NOTE again you can use $CONTROLLER_PUBLIC_IP for the publicurl instead of the host name "controller"

  1. Restart the Glance services with its new settings and set it to start at boot time:

    $ systemctl enable openstack-glance-api.service openstack-glance-registry.service
    $ systemctl start openstack-glance-api.service openstack-glance-registry.service
    

Verify the Image service installation

To test the Image service installation, download at least one virtual machine image that is known to work with OpenStack. For example, CirrOS is a small test image that is often used for testing OpenStack deployments.

    $ wget https://download.cirros-cloud.net/0.3.4/cirros-0.3.4-x86_64-disk.img
    $ glance image-create --name "cirros-0.3.4-x86_64" --disk-format qcow2 --container-format bare --is-public True --progress < cirros-0.3.4-x86_64-disk.img

Confirm that the image was uploaded and display its attributes:

    $ glance image-list
    +--------------------------------------+---------------------+-------------+------------------+----------+--------+
    | ID                                   | Name                | Disk Format | Container Format | Size     | Status |
    +--------------------------------------+---------------------+-------------+------------------+----------+--------+
    | defcfc7ad-56aa-2341-9553-d855997c1he0 | cirros-0.3.2-x86_64 | qcow2       | bare             | 13167616 | active |
    +--------------------------------------+---------------------+-------------+------------------+----------+--------+  

NOTE To check where glance has put an image try:

$ mysql -h localhost -u root -p
mysql> use glance;
mysql> select value from image_locations where image_id="your image ID";  

using the ID taken from glance image-list

Enable Ceph backend

Create the pool 'images':

$ ceph osd pool create images 128 128

Check the size replica of the new pool 'images' with:

$ ceph osd dump | grep replica

To be consistent with the previous Ceph configuration, if the size of the new pool is not set on 2 and min_size is not set on value 1 do the following commands to set replica 2 for pool 'images' and min_size (minimum amount of active PG to do r/w operations):

$ ceph osd pool set images size 2
$ ceph osd pool set images min_size 1

Install & Configure ceph client (if you haven't done yet): $ sudo yum install -y python-ceph.x86_64

Copy the file /etc/ceph/ceph.conffrom the ceph node into the controller where you are installing the glance server.
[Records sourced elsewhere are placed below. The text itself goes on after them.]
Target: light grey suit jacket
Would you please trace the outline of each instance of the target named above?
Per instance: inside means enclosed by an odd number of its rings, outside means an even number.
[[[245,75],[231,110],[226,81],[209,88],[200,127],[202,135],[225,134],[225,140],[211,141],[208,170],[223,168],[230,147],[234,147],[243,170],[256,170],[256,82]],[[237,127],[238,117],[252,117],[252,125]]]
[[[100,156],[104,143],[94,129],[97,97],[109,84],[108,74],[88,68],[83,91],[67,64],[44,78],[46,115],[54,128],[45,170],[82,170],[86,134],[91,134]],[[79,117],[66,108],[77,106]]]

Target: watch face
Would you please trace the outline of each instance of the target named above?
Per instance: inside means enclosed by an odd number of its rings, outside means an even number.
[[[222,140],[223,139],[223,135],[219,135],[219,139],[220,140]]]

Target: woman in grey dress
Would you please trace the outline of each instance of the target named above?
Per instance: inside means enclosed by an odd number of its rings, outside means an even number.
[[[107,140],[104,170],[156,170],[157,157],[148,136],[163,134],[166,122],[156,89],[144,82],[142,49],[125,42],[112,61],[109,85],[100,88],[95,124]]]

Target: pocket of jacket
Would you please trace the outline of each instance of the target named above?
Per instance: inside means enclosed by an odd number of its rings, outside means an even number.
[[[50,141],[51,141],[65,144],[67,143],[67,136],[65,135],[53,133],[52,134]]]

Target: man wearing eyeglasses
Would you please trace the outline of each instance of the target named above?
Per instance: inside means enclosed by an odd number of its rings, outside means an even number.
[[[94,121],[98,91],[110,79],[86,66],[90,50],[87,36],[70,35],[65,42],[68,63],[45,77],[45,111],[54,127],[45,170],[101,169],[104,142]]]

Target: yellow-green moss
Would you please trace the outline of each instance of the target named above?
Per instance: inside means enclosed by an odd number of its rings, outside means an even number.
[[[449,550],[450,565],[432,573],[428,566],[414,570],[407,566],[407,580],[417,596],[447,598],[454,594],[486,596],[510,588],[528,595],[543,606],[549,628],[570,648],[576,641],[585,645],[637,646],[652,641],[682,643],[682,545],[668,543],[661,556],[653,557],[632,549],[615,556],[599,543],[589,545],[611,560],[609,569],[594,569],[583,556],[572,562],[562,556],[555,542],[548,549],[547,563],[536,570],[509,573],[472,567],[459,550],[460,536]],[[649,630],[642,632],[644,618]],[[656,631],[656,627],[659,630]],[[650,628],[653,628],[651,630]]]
Set up the ceph client authentication:

$ ceph auth get-or-create client.glance mon 'allow r' osd 'allow class-read object_prefix rbd_children, allow rwx pool=images'
$ ceph auth get-or-create client.glance |  tee /etc/ceph/ceph.client.glance.keyring
$ chown glance:glance /etc/ceph/ceph.client.glance.keyring

Edit the configuration file /etc/glance/glance-api.conf setting the following parameters:

[glance_store]
default_store = rbd
stores = glance.store.rbd.Store
rbd_store_pool = images
rbd_store_user = glance
rbd_store_ceph_conf = /etc/ceph/ceph.conf
rbd_store_chunk_size = 8

Restart services:

$ service openstack-glance-api restart && service openstack-glance-registry restart

Upload an image on the ceph backend (using the option --store rbd)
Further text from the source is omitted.